Que a manhã está chuvosa e triste.

E, olha, que vacilão, acabou o remédio da pressão. O Losartana que tomo assim que acordo.

Tem jeito não.

Terei que me dar ao trabalho de bater a pé até a farmácia mais próxima de casa.

Recorrerei ao velho e bom guarda-chuva.

Melhor encarar.

Vou que vou no passinho miúdo.

Passo na padaria para um rápido café.

Uma boa surpresa quando paro na faixa de pedestres: os senhores motoristas educadamente param seus nobres veículos para eu e mais dois cruzarem até o outro lado da rua.

Nem tudo está perdido, penso comigo.

Alguns minutos depois chego à farmácia.

No caminho, reparei que o ponto de ônibus estava lotado. Uns aguardavam a chuva passar, creio. Outros, olhos atentos ao movimento dos coletivos que chegavam, motores bufando, e saíam.
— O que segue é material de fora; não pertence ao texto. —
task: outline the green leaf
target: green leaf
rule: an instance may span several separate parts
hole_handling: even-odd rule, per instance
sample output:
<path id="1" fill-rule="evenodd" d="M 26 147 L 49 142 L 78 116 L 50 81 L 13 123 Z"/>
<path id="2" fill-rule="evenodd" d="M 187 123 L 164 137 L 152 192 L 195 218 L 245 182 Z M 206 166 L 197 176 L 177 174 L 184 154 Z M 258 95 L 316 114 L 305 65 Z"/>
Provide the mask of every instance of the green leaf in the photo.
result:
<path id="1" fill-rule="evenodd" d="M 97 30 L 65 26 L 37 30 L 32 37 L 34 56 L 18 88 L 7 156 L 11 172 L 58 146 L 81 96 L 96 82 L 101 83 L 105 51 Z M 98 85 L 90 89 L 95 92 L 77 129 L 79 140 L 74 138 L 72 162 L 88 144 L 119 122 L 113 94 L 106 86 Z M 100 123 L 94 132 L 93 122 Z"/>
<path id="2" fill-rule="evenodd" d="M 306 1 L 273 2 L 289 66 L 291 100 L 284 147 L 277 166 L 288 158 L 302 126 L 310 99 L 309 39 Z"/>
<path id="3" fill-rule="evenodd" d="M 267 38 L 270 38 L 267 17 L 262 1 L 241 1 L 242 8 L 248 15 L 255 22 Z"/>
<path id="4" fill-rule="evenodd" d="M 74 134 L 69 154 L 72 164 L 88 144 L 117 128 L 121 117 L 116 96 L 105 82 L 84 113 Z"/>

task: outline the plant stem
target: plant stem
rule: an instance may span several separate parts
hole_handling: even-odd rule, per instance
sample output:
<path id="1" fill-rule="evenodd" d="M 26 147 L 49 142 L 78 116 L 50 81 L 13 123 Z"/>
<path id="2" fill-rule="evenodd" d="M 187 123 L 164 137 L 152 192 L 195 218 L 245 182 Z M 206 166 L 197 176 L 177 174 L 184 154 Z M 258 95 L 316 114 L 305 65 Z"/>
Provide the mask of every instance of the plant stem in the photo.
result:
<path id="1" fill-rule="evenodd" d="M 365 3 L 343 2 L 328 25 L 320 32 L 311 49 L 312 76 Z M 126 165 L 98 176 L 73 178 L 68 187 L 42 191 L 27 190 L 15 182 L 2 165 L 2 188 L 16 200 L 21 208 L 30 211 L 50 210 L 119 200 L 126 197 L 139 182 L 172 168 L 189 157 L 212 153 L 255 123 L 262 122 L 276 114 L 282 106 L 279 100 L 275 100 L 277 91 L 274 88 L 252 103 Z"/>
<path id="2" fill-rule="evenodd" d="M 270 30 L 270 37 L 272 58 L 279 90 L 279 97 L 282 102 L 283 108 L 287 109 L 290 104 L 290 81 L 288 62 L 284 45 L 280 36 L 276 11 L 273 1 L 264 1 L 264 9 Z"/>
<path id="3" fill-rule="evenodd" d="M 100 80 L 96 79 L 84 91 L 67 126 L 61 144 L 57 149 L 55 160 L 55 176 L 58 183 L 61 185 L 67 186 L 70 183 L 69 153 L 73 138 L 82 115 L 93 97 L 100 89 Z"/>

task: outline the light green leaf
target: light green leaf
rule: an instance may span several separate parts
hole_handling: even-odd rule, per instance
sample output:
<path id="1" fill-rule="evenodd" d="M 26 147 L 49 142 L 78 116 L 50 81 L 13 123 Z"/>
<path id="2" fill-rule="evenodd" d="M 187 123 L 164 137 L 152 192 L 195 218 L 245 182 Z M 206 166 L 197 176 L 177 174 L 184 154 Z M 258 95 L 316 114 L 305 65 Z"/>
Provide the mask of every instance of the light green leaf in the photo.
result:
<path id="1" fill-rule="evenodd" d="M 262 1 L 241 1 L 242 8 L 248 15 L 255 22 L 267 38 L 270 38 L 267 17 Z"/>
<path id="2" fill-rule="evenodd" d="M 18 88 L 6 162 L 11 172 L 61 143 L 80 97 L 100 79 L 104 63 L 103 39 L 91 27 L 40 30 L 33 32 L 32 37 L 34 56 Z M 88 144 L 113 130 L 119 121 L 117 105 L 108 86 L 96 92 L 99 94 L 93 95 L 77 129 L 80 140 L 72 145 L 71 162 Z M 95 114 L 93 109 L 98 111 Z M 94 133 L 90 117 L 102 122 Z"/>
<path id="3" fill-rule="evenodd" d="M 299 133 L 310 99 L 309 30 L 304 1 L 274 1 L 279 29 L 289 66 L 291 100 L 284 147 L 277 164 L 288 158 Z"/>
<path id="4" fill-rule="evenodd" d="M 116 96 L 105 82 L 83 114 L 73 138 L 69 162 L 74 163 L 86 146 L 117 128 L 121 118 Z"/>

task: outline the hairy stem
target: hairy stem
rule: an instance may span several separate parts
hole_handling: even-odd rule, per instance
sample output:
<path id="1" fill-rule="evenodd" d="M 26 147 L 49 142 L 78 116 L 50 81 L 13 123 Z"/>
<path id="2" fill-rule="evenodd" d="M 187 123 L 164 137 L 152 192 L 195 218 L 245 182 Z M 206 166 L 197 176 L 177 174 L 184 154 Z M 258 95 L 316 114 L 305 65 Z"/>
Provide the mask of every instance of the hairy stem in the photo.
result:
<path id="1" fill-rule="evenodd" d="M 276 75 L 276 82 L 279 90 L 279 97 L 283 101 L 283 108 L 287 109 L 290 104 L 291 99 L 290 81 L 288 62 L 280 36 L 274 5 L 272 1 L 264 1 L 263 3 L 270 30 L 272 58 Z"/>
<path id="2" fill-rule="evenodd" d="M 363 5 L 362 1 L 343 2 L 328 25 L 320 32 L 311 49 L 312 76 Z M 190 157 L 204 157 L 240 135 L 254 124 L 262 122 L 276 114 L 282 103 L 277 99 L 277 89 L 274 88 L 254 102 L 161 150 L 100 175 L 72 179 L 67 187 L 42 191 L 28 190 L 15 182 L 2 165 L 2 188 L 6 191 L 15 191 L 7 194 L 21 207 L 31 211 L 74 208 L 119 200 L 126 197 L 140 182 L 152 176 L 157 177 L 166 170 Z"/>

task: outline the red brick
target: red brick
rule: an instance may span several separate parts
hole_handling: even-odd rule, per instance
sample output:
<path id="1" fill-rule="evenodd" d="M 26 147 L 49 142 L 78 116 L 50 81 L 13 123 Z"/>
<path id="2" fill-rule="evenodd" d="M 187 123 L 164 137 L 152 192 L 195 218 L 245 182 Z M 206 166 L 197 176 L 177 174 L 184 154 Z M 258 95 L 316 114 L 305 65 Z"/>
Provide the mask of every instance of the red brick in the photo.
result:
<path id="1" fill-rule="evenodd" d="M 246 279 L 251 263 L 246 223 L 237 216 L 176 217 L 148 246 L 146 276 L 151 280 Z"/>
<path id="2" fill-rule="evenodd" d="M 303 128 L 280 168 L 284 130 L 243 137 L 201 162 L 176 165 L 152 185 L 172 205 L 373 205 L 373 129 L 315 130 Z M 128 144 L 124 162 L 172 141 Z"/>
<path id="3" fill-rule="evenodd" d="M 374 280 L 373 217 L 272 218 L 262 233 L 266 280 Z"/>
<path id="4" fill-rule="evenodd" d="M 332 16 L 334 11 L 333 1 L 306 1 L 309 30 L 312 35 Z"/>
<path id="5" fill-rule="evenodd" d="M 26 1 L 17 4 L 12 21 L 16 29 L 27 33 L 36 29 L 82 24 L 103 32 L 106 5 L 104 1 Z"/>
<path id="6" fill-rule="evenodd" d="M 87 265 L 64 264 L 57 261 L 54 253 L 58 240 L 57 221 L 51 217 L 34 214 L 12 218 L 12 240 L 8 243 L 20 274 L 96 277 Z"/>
Mal consegui passar entre a turma que estava por ali, sob a tímida aba do abrigo de alumínio

Já fui bom nisso.

Enfrentei muitos salseiros como esse quando era garotão. Morava no Ipiranga, estudava na Cidade Universitária e trabalhava, à tarde, no Jardim Moreira, periferia de Guarulhos.

8 busões.

É mole? Ou quer que mexa?

Não reclamava.

Havia um sonho no horizonte.

Volto.

Caminho diante do banco onde tenho conta. Lamento que não esteja aberto. Poderia antecipar os pagamentos do dia 10, conversar com a gerente da minha conta, saber os limites da vermelhidão do meu saldo.

A grana cada vez mais curta.

O mês cada vez mais longo.

Olaiá.

Passo pela parada – e agora reparo que está quase vazia. Só há uma garota por ali sentada em um dos assentos de aço sob a cobertura.

Ela sequer se move com o ir-e-vir dos coletivos.

Está encolhida envolta no grosso casaco de lã, cabeça curvada, o rosto encharcado de lágrimas.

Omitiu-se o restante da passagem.